In the Faulconer Gallery exhibition Kind Favor / Kind Letter (January 28 – March 20, 2011), three artists draw on the craft of papermaking, printing and handwriting to create an installation to remind us that human communication requires a human presence. Walking into the space feels like walking into a giant personal journal. Garlands of pressed leaves, of small notes, and of envelopes drape the walls. Lines of text, much of it from the lost language of short hand, embellish surfaces, as unreadable and beautiful as Arabic calligraphy. The title of the exhibition comes from two neighboring phrases from the Gregg Shorthand Phrase Book of 1902.

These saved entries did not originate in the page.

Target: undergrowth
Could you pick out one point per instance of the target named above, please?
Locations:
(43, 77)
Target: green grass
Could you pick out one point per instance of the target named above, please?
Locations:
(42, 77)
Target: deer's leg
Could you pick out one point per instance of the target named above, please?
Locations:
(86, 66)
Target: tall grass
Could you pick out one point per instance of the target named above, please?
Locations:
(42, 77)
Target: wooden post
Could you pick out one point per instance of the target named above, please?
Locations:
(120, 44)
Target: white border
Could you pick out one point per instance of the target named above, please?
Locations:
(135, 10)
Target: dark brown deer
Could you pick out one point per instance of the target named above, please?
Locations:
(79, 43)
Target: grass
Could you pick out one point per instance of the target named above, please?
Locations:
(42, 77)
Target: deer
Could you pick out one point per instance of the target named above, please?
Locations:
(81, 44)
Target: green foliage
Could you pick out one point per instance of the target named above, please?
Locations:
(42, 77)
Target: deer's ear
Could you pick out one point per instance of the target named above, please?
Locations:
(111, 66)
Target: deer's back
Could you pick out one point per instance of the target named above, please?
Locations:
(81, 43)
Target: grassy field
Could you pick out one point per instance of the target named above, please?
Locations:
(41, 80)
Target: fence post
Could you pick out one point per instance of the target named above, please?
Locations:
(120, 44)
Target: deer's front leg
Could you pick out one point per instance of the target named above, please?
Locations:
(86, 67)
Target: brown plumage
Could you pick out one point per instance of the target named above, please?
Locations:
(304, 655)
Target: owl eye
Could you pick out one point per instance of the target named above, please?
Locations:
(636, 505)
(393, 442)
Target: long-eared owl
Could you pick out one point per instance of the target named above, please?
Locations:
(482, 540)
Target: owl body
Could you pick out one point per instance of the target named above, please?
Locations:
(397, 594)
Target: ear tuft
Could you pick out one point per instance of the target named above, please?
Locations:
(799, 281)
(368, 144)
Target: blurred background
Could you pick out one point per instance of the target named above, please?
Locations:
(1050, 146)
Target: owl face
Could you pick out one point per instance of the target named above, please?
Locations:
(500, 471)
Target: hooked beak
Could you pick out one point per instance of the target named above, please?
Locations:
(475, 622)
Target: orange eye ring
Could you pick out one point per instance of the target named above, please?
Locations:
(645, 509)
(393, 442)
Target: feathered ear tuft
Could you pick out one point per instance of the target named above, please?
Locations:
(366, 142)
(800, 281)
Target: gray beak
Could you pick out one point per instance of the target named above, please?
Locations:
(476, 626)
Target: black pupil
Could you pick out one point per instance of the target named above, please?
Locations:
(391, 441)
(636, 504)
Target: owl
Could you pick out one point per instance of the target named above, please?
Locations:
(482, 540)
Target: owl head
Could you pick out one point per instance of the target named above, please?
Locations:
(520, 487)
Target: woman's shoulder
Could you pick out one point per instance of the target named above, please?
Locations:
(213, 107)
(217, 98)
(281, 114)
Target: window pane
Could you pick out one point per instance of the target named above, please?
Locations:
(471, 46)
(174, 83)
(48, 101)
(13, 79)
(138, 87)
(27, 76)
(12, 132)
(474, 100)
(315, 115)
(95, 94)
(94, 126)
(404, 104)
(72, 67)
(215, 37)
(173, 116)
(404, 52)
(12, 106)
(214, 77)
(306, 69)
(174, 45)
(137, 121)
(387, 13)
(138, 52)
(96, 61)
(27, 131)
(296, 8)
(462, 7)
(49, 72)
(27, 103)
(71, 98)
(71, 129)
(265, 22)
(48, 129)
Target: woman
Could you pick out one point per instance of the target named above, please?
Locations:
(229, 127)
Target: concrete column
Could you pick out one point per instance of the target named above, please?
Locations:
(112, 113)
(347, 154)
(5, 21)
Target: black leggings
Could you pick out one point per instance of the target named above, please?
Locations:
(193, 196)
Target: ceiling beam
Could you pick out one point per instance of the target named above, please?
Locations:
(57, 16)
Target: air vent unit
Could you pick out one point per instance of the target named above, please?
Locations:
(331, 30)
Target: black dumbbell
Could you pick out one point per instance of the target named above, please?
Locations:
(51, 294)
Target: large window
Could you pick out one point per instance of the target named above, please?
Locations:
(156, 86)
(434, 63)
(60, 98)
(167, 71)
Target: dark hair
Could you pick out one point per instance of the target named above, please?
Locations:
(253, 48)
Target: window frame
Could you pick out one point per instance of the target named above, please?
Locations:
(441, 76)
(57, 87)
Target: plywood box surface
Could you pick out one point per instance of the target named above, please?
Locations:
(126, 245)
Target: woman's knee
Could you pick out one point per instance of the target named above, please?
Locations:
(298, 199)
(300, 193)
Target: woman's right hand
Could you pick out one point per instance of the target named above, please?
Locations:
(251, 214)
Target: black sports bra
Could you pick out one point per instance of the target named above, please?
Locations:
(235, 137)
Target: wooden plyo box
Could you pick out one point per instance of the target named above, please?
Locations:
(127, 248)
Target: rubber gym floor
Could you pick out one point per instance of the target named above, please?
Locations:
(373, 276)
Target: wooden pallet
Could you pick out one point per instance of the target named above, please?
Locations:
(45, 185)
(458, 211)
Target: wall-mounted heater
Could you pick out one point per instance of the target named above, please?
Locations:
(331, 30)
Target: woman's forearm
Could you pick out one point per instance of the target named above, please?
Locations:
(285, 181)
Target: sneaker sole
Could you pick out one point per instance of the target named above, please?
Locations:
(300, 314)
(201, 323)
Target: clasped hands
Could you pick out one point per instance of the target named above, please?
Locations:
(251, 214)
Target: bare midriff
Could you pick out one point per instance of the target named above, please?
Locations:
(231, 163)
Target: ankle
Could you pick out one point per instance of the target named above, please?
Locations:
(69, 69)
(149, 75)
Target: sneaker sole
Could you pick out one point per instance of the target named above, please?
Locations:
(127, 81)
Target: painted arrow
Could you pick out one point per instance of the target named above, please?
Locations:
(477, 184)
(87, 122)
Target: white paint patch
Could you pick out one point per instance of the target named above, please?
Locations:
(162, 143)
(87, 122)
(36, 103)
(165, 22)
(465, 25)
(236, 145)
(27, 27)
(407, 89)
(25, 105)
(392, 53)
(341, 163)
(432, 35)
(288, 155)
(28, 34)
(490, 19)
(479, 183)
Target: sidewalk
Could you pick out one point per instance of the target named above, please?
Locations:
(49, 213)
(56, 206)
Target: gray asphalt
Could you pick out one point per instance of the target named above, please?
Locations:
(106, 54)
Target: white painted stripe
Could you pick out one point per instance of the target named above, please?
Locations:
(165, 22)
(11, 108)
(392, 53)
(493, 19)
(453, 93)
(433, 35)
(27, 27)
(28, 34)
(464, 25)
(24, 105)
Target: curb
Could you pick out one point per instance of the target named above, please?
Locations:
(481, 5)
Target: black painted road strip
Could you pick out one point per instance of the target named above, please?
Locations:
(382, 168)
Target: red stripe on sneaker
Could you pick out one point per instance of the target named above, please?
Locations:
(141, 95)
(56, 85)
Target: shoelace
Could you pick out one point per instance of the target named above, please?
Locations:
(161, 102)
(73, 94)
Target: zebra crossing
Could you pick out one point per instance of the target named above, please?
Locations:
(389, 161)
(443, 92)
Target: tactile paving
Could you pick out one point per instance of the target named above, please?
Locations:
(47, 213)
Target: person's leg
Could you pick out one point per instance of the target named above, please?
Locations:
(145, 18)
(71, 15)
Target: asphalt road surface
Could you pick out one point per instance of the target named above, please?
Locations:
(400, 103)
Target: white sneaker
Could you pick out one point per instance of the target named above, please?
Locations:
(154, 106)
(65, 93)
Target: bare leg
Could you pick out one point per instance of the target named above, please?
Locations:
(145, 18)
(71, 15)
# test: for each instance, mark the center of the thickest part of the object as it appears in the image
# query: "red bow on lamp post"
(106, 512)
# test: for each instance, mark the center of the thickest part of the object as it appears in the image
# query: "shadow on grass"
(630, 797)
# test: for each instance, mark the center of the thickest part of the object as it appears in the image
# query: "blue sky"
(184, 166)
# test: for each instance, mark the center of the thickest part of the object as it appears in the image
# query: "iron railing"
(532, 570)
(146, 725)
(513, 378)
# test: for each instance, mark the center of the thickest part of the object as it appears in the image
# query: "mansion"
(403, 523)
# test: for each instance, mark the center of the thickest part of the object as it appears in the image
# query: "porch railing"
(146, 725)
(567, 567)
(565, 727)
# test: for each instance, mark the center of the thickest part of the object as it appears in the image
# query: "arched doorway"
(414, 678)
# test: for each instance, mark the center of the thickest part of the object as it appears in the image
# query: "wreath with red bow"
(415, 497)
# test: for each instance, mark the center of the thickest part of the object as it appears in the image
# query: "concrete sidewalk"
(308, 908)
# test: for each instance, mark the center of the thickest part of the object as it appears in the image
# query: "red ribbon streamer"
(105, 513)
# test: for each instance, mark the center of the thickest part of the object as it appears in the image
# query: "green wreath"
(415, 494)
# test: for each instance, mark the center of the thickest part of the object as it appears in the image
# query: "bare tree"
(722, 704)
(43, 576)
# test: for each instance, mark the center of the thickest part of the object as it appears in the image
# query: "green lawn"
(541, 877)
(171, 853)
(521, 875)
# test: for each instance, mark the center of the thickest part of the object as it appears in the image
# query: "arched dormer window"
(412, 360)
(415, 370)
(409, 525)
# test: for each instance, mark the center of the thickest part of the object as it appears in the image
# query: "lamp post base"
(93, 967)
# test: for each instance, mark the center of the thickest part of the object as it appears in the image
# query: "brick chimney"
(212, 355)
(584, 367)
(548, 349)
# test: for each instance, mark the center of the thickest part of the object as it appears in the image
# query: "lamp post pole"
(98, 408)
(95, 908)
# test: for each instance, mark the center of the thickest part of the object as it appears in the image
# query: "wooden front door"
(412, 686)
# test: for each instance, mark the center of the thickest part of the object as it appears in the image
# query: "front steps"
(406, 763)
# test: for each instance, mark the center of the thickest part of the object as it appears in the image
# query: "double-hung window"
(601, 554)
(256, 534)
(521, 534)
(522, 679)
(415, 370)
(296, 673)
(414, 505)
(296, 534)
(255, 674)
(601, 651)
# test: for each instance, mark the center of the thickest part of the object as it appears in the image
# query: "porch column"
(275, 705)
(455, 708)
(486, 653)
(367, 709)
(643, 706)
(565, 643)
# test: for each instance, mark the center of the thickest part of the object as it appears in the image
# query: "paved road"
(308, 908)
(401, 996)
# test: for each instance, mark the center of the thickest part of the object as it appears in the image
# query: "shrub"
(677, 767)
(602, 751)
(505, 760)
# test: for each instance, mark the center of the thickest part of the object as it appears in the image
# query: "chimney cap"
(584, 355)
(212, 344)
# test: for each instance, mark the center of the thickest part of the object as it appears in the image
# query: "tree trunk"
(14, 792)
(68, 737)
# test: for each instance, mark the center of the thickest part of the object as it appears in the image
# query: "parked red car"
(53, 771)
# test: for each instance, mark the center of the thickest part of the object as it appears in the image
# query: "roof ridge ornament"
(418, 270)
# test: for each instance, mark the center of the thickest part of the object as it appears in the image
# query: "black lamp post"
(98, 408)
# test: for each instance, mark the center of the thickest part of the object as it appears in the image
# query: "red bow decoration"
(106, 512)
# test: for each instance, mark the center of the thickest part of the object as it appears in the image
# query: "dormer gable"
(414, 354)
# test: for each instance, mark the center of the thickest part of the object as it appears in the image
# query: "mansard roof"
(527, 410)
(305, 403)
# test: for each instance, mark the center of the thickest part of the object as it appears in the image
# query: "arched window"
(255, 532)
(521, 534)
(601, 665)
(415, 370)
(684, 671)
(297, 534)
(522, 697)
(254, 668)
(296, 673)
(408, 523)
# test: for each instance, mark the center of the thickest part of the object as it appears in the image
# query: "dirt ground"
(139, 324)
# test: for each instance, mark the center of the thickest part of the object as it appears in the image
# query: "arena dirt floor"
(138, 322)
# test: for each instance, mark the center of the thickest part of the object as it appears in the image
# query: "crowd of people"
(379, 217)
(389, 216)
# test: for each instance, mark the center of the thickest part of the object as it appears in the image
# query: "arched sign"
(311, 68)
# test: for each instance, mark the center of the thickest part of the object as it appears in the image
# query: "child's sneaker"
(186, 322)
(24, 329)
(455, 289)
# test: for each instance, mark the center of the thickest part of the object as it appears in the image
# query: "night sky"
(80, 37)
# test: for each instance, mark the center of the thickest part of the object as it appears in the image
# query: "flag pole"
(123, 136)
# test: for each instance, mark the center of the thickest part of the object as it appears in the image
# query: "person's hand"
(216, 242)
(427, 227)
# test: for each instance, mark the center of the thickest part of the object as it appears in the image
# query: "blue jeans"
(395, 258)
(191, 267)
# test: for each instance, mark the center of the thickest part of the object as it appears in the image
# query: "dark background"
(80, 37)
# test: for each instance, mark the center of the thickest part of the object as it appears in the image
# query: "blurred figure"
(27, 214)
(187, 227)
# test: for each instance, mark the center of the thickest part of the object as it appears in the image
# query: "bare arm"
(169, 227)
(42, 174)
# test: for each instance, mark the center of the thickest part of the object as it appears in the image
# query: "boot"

With its paper cutouts, its texts, and its sumptuous surfaces, Kind Favor / Kind Letter links our world of Blackberry text messages, Kindle readers, and online greeting cards to a much longer and older tradition where words were objects in themselves and the quality of the paper that carried them mattered to the sender and the receiver. We are now awash in words but we rarely stop to look at them. With this exhibition, the artists (Kate Carr, Tatiana Ginsberg and Lee Emma Running) request a kind favor of the viewer to stop and consider the kind letters that we all share.  As Kate Carr writes, “This exhibition is about connection—connections between paper and other materials and our connection to each other’s creative processes over time. The elements of this show (shorthand, handmade paper, letters, and garlands) are explorations of connections, both the literal and implied.”

We leave the exhibition calmed by the need to slow down and look carefully, but with a sense of impoverishment. For all the swirl of words, and indeed of paper, that surrounds us today, little of it is made with care and feeling. I wonder what we have lost in our thought process when the words can tumble out of a keyboard at lightning speed? If we don’t have to choose our words with care because of the effort to write them by hand, or to think about the limited space available on a special piece of paper selected from a limited supply, do we end up saying less?

Without a paper trail, how will future generations ever follow where we tried to go?